Friday, December 31, 2010

New Super Mario Brothers


Date Acquired: 11.14.2009


Date Completed: 12.30.2010


Thoughts: I could have completed this game a year ago, but It has always been my impression that this is a game built for multiplayer and that I needed to beat it in multiplayer. So I saved it for irregular co-op sessions, often with different people, forcing me to start at the begining again and again for them. Not a chore, the game's a ton of fun, especially in co-op. I was in no hurry to burn through it.


How does this game compare to SMB 1-3? That's hard to answer. It may technically be a better game, and certainly is light years better graphically, but SMB 1-3 and Super Mario World are legends, established in gaming's infancy. I'm not sure any new game could live up, particularily for someone who grew up on the original games. A young gamer, being introduced to all at the same time might like this one better, but for me, Nintendo was smart not to try to pass this off as Super Mario Brothers 4. There should never be a Super Mario Brothers 4. I won't sink countless hours into this game, playing it over and over again by myself, looking for hidden pathways and warp whistles, but that may speak just as much to my own different place in life as to this game's quality.


Pros: The Co-Op, obviously is the biggest draw to this game. Nintendo had co-op in the very first Mario Brothers game, but in all games after that, 2 players had to take turns through the game, if a 2 player option was even offered at all. So this represented both a welcome change for the series and a return to it's roots. The co-op is crazy fun. Insane. It's impossible not to play through this game laughing when you have 3 other people playing with you. It's pure chaos with 4 players all trying to jump to the same platform, and often jumping on other player's heads, which propells them further up into the air, and their unfortunate platform falls into the abyss. It is very, very easy to kill your fellow players in this game. Fortunately the game offers the bubble save.
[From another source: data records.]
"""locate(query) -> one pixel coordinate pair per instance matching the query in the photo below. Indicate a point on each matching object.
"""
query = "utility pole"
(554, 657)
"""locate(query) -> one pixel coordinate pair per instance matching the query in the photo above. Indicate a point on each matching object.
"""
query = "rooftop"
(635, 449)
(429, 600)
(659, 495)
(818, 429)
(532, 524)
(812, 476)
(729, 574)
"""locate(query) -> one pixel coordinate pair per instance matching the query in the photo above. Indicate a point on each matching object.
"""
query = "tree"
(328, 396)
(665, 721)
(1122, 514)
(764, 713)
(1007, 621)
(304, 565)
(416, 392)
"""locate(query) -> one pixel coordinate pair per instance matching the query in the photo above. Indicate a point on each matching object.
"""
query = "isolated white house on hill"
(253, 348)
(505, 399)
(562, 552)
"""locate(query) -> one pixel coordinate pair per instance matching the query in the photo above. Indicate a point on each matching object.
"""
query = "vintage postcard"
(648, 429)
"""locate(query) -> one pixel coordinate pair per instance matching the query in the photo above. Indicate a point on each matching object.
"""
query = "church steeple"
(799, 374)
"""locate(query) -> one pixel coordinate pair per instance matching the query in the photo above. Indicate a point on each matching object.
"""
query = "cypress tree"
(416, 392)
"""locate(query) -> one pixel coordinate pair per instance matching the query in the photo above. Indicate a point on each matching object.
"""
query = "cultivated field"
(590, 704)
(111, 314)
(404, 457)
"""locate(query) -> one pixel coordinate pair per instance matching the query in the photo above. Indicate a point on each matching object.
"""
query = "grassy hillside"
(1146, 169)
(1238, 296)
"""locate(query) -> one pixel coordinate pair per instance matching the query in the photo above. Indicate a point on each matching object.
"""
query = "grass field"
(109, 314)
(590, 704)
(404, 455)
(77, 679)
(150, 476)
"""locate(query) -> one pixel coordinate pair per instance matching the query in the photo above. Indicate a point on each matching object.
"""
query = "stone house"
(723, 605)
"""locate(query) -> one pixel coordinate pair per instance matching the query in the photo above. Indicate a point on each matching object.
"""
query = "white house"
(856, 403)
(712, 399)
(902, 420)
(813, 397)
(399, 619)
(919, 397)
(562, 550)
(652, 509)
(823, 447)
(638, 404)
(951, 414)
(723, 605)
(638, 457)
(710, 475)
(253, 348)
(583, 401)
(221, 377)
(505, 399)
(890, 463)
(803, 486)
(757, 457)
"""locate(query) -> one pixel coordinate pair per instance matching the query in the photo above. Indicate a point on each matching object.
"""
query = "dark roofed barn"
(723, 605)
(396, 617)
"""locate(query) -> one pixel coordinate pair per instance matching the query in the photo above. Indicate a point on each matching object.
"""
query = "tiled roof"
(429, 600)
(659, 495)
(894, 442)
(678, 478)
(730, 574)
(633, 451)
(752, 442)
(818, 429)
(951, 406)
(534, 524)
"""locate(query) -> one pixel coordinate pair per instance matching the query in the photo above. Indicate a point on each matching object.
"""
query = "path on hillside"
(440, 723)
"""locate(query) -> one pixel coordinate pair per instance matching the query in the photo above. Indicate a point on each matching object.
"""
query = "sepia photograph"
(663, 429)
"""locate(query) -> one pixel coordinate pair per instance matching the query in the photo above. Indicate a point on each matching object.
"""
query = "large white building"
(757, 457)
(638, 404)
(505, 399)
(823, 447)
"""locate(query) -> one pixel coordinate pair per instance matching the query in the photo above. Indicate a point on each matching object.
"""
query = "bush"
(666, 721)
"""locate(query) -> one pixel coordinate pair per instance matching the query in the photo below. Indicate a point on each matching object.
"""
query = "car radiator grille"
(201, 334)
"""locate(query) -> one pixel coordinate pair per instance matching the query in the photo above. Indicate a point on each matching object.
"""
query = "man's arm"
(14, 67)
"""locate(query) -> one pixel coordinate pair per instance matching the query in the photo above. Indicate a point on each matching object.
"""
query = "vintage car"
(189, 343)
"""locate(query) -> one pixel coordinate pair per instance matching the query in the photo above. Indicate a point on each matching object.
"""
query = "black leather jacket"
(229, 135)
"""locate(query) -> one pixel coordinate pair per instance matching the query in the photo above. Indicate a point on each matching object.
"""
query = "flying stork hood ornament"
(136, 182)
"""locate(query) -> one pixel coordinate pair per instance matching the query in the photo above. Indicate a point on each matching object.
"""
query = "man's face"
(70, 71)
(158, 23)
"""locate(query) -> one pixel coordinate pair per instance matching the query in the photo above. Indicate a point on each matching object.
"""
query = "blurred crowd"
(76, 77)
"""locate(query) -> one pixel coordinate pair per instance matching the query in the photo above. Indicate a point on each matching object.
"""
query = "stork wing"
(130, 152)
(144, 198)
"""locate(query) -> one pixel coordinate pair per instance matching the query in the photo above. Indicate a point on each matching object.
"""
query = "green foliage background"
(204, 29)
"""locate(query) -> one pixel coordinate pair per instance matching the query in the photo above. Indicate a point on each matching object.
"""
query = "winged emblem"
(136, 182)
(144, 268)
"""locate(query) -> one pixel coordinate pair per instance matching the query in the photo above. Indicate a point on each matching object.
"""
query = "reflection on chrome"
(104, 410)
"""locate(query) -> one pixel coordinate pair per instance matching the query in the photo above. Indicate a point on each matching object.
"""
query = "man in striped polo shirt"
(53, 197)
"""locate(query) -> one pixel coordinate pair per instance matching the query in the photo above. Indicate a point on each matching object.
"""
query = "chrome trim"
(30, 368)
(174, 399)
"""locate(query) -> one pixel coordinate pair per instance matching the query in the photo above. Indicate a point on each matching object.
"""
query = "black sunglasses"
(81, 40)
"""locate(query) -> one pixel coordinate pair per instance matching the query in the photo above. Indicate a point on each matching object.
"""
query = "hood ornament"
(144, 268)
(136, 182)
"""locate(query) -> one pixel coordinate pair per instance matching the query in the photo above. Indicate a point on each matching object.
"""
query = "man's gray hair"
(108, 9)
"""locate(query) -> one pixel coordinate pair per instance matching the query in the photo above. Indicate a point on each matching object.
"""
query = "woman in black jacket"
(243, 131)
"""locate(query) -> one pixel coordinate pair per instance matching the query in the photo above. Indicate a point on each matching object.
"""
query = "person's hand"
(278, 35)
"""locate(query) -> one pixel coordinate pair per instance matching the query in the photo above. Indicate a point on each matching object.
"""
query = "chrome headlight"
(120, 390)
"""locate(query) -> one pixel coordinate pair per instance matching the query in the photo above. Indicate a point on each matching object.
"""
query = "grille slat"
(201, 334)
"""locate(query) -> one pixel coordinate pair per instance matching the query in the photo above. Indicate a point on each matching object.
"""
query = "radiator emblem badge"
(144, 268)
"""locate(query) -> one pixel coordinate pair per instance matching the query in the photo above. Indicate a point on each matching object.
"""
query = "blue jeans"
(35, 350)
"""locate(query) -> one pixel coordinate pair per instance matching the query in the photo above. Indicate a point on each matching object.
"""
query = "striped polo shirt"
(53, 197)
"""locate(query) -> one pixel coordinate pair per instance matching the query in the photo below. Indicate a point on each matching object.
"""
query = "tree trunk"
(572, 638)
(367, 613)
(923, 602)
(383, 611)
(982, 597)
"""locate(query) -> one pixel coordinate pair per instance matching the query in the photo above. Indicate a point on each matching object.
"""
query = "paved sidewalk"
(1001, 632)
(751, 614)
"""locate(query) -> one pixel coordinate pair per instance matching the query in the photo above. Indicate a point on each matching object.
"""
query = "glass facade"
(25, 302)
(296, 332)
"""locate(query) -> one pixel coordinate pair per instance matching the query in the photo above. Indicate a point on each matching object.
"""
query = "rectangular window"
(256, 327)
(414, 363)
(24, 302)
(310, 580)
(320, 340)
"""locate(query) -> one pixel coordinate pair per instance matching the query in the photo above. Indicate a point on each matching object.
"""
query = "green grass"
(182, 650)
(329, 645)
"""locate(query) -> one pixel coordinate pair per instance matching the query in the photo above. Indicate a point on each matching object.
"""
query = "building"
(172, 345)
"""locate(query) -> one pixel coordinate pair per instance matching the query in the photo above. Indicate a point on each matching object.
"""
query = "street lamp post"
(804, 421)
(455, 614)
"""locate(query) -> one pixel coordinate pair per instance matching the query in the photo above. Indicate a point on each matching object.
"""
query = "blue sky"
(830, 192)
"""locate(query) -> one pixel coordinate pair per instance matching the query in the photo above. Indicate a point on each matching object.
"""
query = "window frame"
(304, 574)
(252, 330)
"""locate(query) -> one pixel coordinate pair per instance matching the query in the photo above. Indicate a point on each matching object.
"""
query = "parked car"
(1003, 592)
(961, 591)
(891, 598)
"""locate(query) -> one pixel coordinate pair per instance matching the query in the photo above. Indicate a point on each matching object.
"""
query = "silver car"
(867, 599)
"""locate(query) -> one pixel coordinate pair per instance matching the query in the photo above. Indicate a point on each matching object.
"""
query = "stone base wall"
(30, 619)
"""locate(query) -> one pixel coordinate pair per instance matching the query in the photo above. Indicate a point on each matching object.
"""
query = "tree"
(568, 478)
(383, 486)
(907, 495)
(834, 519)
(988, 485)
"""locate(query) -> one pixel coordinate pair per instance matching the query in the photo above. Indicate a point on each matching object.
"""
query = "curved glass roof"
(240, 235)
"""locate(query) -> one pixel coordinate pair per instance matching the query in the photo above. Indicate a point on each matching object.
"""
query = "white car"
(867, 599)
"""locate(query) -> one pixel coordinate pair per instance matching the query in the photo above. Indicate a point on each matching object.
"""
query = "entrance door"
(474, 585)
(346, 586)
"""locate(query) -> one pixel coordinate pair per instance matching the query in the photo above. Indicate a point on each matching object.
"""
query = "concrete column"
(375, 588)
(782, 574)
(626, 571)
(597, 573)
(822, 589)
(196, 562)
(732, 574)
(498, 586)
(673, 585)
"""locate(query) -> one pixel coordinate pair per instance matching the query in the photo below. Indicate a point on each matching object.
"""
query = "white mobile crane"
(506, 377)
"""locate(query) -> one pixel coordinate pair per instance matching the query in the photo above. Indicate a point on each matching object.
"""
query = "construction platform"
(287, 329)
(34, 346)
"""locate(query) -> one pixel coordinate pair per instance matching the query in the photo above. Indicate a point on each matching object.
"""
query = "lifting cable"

If you are about to fall to your death, be it because another player is advancing the screen too quickly, or through your own mis-jump, you have the option to go into a bubble at any point in the game by pushing the A button on the wiimote. Doing this will keep you from harm and you float around until another player pops you. Now if all the players go into a bubble (which happens a LOT), the level is exited and you have to start again, sans any power ups you may have had at the time, but not at the cost of any lives. This aspect saves the experience from becoming very frustrating and instead adds a lot of fun to the game.


Cons: My one big regret for this game is that there's no online co-op. The game is built around, and best experienced in co-op, and no online option was added. That was a crushing dissapointment to me. I dont' know what the reasoning for leaving it out was, it took 24 years for Nintendo to put co-op in a Super Mario Brothers game, so maybe in another 24 years they'll add online.


Another big annoyance was the controller. The Wiimote simply isn't suited for intense side-scrolling platforming. The placement of the A Button is too close to the arrow pad. It is way too easy to accidentally go into a bubble when you're only trying to move right, and get away, which leads to a lot of accidental level exits.

Outside of the multi-player, the game doesn't tread a lot of new ground. Most of the stuff in the game are things you've seen many times before in Mario titles. The largest surge of creativity is saved for the last fight with Bowser, which is both an homage to the past, and something new and different. The lack of new territory isn't necessarily a bad thing, but it's a bit disappointing.

Conclusion: While it may not live up to the NES original games, this is a very good game in it's own right, and if you have people to play with regularly, then it's a must-own. Without that, it's likely in the same boat as the DS New Super Mario Brothers, a game I haven't touched since I completed it years ago. It stands up as a single player experience very well, but the multi-player aspect is what compels replays.

1 comment:

  1. Nintendo's approach to the core "Super Mario" series on Wii and DS has been brilliant. You have New Super Mario Bros. DS and Wii looking and playing exactly the way the successors to the 8 and 16 bit Mario games should play, refining but not radically reinventing the franchise, and then you have Super Mario Galaxy 1-2, which are exactly the way true 21st-century Mario games should look and play. It's the best of both worlds: new and crazy and different on one hand, and familiar but refined on the other. Nintendo has struggled with this with its other franchises, reinventing some but playing it safe with others, or doing an inconsistent, alternating combination of both approaches, never really striking the right balance to keep the hardcore fans, the casual gamers, kids, and critics all satisfied.

    Metroid: Other M is a prime example of this internal struggle, as it tries to be the ultimate midpoint between the 2D and 3D games and fails to match the quality of either. Or if you look at the two big Christmas releases from Nintendo this year, you again have one of each: a radical new interpretation of one franchise (Kirby) and a refined and well-made but very familiar and obvious sequel to another (DKC). I'm fine with either crazy or safe so long as the games are good, and with Nintendo they usually are, but the Mario series is the only one that has been getting it right on both fronts lately. Zelda is close, but it sort of cheats by making the big-budget console releases all basically being Ocarina remakes and only letting the the crazy ideas happen in the portable ones.